Statistical Distribution of Error
Prev Next

Statistical Distribution of Error

Business leaders are used to make difficult strategic decisions under some uncertainty. Data Analytic systems may help them by limiting the uncertainty which sometimes creates a false sense of security. This human behavior combined with the raw data errors and algorithm errors affect the corporate performance. To explain the combined economic effect of these errors we use the statistical distribution of errors.

Error Distribution

Statistical distribution of errors for the baseline vs analytic model of a temperature predicting algorithm used in price hedging. The empirical distributions were derived from historic data and simulations over a ten year period with one hour sampling rate.

On this graph we can distinguish three areas of interest:

The example shown here is almost ideal. The No Cost Band ranging from 0 to 2.5°C contains about half of the entire area under curve excluding these errors from the economically penalizing effect. For errors so low there is no need to compensate the temperature so the cost is zero.

The Economic Loss Area is characterized usually by a simple (if not linear) relation between prediction error and economic loss. From that relation and the error's statistical distribution we can derive the implied economic loss. The true loss is only for the eventual portions of this graph over the baseline graph.
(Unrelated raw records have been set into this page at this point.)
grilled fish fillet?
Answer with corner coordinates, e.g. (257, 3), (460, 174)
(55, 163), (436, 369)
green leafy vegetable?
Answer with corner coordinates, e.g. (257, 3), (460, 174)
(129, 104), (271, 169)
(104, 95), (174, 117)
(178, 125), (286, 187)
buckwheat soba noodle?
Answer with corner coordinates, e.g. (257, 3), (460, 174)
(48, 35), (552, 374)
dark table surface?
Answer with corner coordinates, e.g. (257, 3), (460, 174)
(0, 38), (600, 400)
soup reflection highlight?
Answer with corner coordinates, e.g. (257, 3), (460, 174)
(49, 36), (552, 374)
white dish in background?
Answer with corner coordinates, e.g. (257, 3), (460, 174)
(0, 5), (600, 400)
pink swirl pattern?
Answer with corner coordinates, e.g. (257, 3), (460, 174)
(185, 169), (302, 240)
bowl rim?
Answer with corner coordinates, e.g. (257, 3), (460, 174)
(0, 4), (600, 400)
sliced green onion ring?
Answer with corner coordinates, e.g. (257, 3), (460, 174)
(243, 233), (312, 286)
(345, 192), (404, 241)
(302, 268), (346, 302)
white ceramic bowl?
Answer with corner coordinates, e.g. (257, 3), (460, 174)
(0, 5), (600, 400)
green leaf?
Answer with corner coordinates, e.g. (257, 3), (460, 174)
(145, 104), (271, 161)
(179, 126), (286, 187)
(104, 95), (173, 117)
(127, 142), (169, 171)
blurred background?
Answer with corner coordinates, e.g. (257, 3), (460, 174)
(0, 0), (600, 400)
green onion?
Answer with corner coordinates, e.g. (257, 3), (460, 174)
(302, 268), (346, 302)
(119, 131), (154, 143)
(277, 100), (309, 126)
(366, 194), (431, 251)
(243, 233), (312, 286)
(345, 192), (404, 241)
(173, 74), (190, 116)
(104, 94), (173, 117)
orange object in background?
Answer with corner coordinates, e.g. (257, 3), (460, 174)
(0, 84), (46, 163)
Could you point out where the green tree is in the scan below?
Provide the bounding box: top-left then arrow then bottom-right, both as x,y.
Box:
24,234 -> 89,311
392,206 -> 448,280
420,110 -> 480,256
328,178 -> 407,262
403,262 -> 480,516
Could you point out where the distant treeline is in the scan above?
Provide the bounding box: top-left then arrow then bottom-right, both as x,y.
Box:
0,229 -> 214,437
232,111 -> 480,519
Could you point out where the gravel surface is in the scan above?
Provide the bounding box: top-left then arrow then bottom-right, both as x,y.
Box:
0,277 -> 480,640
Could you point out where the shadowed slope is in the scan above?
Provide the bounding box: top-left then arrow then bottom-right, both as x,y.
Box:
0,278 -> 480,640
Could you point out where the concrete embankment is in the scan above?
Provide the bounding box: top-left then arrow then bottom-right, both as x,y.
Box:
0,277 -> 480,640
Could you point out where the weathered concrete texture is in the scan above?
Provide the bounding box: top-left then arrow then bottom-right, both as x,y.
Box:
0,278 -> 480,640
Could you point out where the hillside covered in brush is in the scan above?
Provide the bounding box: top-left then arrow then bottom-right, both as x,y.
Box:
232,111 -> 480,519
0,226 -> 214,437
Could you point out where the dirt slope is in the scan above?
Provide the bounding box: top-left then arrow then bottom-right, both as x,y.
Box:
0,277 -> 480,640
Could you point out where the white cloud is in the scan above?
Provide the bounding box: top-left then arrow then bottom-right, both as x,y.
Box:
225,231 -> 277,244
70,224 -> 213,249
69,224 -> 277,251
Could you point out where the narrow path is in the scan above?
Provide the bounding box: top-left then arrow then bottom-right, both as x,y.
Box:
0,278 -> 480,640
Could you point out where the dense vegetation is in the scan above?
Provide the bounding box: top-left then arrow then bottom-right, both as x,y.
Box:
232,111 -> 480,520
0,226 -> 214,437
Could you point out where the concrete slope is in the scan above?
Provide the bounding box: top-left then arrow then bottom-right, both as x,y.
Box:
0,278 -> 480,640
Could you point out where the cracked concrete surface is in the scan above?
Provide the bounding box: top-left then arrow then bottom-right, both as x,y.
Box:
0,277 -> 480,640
Events in the Risk Band have highly damaging effects, much more than the error level may imply. In general we describe the risk level using the extreme events statistic (Gumbell distribution) derived from the empirical distribution of errors. In most cases the threshold at which losses became catastrophic is external. In our example a temperature error over 21°C cannot be compensated due to some technical limitations leading to the catastrophic destruction of the equipment and warehouse content. Our algorithm was designed to eliminate all errors over 14.75°C leaving this band empty.